We peeled and ate them right there

with the waterfall reflected in your eyes

and the flesh of the mangoes

making you for a moment into a local girl

It all happened a week ago

a month before our own small town

will find you turning two



Copyright 2009 by Michael Larrain. Turning Two first appeared in a Canadian magazine, inscribed: a Magazine for Writers.


Biography:

Michael Larrain is the author of three collections of poems: The Promises Kept In Sleep, Just One Drink for the Diamond Cutter and For One Moment There Was No Queen. Rainy Day Women Press of Willits, California, has recently released a CD of his reading of selected love poems called Lipstick: a Catalogue for Continuous Undressing. His novels are South of the North Star, Movies on the Sails and As the Case May Be.

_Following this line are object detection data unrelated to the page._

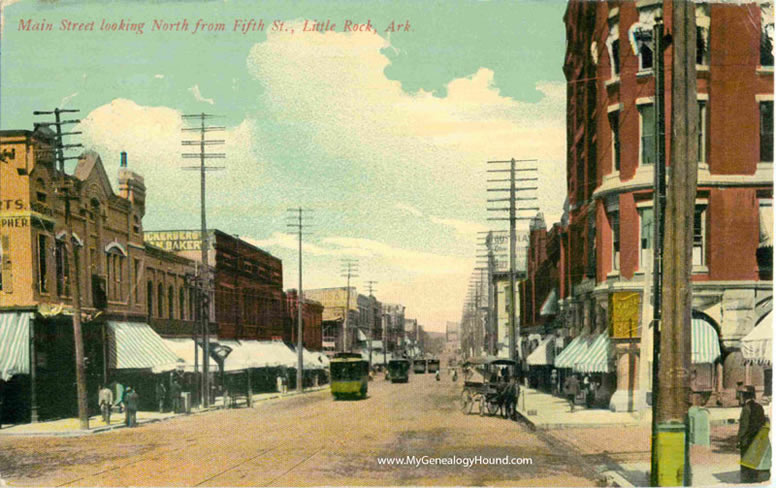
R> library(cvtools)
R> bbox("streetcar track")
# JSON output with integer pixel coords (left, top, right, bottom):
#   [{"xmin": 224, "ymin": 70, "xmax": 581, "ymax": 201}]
[{"xmin": 262, "ymin": 447, "xmax": 323, "ymax": 486}]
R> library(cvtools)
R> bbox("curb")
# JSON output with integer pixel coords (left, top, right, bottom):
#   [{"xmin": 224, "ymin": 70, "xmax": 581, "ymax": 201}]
[{"xmin": 0, "ymin": 385, "xmax": 328, "ymax": 438}]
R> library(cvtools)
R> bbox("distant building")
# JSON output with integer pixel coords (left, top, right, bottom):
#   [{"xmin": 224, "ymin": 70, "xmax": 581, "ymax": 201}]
[
  {"xmin": 286, "ymin": 289, "xmax": 323, "ymax": 351},
  {"xmin": 145, "ymin": 230, "xmax": 290, "ymax": 340}
]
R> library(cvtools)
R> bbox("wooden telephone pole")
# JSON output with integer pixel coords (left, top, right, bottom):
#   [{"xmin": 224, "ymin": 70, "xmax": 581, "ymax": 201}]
[
  {"xmin": 651, "ymin": 1, "xmax": 698, "ymax": 486},
  {"xmin": 31, "ymin": 108, "xmax": 87, "ymax": 430}
]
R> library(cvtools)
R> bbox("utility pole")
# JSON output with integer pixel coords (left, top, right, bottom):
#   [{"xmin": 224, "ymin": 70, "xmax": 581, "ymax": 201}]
[
  {"xmin": 650, "ymin": 12, "xmax": 666, "ymax": 486},
  {"xmin": 366, "ymin": 280, "xmax": 378, "ymax": 367},
  {"xmin": 340, "ymin": 258, "xmax": 358, "ymax": 352},
  {"xmin": 287, "ymin": 207, "xmax": 311, "ymax": 393},
  {"xmin": 488, "ymin": 158, "xmax": 539, "ymax": 374},
  {"xmin": 31, "ymin": 108, "xmax": 86, "ymax": 430},
  {"xmin": 652, "ymin": 2, "xmax": 698, "ymax": 486},
  {"xmin": 181, "ymin": 113, "xmax": 221, "ymax": 408}
]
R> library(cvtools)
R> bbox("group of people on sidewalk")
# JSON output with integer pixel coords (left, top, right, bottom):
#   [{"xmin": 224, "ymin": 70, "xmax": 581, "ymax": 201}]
[
  {"xmin": 552, "ymin": 370, "xmax": 598, "ymax": 412},
  {"xmin": 737, "ymin": 386, "xmax": 771, "ymax": 483},
  {"xmin": 97, "ymin": 385, "xmax": 140, "ymax": 427}
]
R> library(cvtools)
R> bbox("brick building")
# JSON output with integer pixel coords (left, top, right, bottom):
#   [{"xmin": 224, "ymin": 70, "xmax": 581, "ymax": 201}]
[
  {"xmin": 0, "ymin": 129, "xmax": 200, "ymax": 422},
  {"xmin": 544, "ymin": 0, "xmax": 773, "ymax": 409},
  {"xmin": 145, "ymin": 230, "xmax": 290, "ymax": 340},
  {"xmin": 285, "ymin": 290, "xmax": 323, "ymax": 351}
]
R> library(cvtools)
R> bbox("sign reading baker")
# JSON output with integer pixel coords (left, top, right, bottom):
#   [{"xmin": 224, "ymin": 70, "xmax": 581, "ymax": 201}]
[{"xmin": 143, "ymin": 230, "xmax": 214, "ymax": 252}]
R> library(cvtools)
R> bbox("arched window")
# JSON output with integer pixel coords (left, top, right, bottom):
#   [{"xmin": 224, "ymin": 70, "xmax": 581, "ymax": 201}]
[
  {"xmin": 146, "ymin": 280, "xmax": 154, "ymax": 321},
  {"xmin": 156, "ymin": 283, "xmax": 164, "ymax": 318},
  {"xmin": 167, "ymin": 285, "xmax": 175, "ymax": 319}
]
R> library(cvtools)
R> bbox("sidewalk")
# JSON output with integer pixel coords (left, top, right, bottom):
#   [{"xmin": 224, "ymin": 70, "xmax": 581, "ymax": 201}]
[
  {"xmin": 517, "ymin": 388, "xmax": 741, "ymax": 430},
  {"xmin": 0, "ymin": 385, "xmax": 329, "ymax": 437},
  {"xmin": 518, "ymin": 388, "xmax": 769, "ymax": 487}
]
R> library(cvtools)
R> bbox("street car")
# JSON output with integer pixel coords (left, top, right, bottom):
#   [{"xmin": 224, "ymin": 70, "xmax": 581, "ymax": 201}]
[
  {"xmin": 329, "ymin": 352, "xmax": 369, "ymax": 400},
  {"xmin": 388, "ymin": 359, "xmax": 410, "ymax": 383}
]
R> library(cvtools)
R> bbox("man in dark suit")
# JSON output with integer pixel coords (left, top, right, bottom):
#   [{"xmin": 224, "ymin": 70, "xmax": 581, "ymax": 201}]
[
  {"xmin": 124, "ymin": 386, "xmax": 140, "ymax": 427},
  {"xmin": 738, "ymin": 386, "xmax": 768, "ymax": 483}
]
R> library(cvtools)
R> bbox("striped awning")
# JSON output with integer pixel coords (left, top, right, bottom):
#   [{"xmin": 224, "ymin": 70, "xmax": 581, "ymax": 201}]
[
  {"xmin": 555, "ymin": 336, "xmax": 590, "ymax": 368},
  {"xmin": 692, "ymin": 317, "xmax": 722, "ymax": 364},
  {"xmin": 525, "ymin": 336, "xmax": 555, "ymax": 366},
  {"xmin": 573, "ymin": 334, "xmax": 612, "ymax": 373},
  {"xmin": 162, "ymin": 337, "xmax": 218, "ymax": 373},
  {"xmin": 741, "ymin": 311, "xmax": 773, "ymax": 366},
  {"xmin": 108, "ymin": 322, "xmax": 182, "ymax": 373},
  {"xmin": 0, "ymin": 312, "xmax": 32, "ymax": 381}
]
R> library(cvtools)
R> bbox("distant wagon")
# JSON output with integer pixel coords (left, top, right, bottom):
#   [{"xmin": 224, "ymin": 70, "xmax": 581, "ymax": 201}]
[
  {"xmin": 426, "ymin": 359, "xmax": 439, "ymax": 373},
  {"xmin": 412, "ymin": 359, "xmax": 426, "ymax": 374},
  {"xmin": 388, "ymin": 359, "xmax": 410, "ymax": 383},
  {"xmin": 329, "ymin": 352, "xmax": 369, "ymax": 400}
]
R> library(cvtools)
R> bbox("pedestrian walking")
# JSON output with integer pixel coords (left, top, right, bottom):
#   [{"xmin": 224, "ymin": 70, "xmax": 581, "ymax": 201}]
[
  {"xmin": 97, "ymin": 385, "xmax": 113, "ymax": 425},
  {"xmin": 124, "ymin": 386, "xmax": 140, "ymax": 427},
  {"xmin": 738, "ymin": 386, "xmax": 771, "ymax": 483},
  {"xmin": 156, "ymin": 380, "xmax": 167, "ymax": 413},
  {"xmin": 563, "ymin": 375, "xmax": 579, "ymax": 412}
]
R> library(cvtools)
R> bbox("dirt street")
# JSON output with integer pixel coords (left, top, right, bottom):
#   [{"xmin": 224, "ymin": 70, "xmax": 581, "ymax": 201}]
[{"xmin": 0, "ymin": 375, "xmax": 596, "ymax": 486}]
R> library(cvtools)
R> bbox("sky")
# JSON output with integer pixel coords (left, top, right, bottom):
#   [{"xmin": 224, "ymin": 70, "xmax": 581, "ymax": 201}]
[{"xmin": 0, "ymin": 0, "xmax": 566, "ymax": 331}]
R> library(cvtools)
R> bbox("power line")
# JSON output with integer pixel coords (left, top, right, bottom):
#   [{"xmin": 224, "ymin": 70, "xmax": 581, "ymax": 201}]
[
  {"xmin": 286, "ymin": 207, "xmax": 311, "ymax": 393},
  {"xmin": 181, "ymin": 112, "xmax": 221, "ymax": 407}
]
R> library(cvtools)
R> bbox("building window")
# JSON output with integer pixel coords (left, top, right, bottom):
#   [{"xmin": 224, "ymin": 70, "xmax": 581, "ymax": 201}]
[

He lives in Sonoma County (California) with his wife and two year old daughter, Wilder Kathleen the Rage of Paris Larrain and has long been a senior partner in the Way Up, Firm and High Tail It Bright Out of Town Detective Agency, a loosely aligned confederacy of shady characters devoted to the complete discrediting of reality in our time.




Melissa A. Tuckey


The Empty House


Because it became increasingly difficult

to separate our lives from the trash


Because the weight of grandmother’s death

Three tables inherited from various Aunts


Because twelve deer grazing in a winter field

Clothing worn once then tossed


Because shelter because sleep

Child on the floor with a bowl of plums


We loved the lack of closets


The way paint on the walls could fill a room


The structural necessity of silence


Copyright 2009 by Melissa A. Tuckey. The Empty House originally was published in Phoebe.



Aubade


I still don’t know the difference

between love and apparition


A horned owl staring from the tree

as if the tree had eyes


Come morning

I’ll watch your long hair brush the floor

as you tie your shoes


I fill a thermos and pack

a lunch I stay

in bed and watch sunlight

fill an empty house


How lightly it touches the chair

where you tied your shoes


Copyright 2009 by Melissa A. Tuckey. Aubade originally was published in Poet Lore.



Oh Piano


(after John Cage)


I’ve lassoed the enormous

weight of you

shipped you across

the continent

carried you up three flights of stairs


but still I do not know

what you eat


Copyright 2009 by Melissa A. Tuckey. Oh Piano originally was published in Terrain: a Journal of Built and Natural Environments.



Refrain


A cricket in the closet is the closest

I’ve come to home I leave

the windows open nothing comes inside


Late night birds carry the weight

of war I wake with alarm

instead of love


I tell you now I admit it I’m jealous

horses die and you bury them

You know their names


Here on my street people disappear

without ceremony


Copyright 2009 by Melissa A. Tuckey. Refrain originally was published in Hayden’s Ferry Review.


Biography:

Melissa Tuckey, assistant festival director of Split This Rock, is a graduate of George Mason University's MFA program. Her chapbook Rope as Witness was published by Pudding House Press. She's recipient of Artist Fellowship Awards from the Ohio Arts Council and DC Commission on the Arts and Humanities. Her poems have been published in Beloit Poetry Journal, Beltway Poetry Quarterly, Painted Bride Quarterly, Southeast Review, Verse Daily, and others. Essays and interviews have been published in Foreign Policy Review and Ace Magazine. Tuckey has a background in nonprofit fundraising and development. She is Events Coordinator for DC Poets Against the War and she teaches in the Professional Writing Program at the University of Maryland.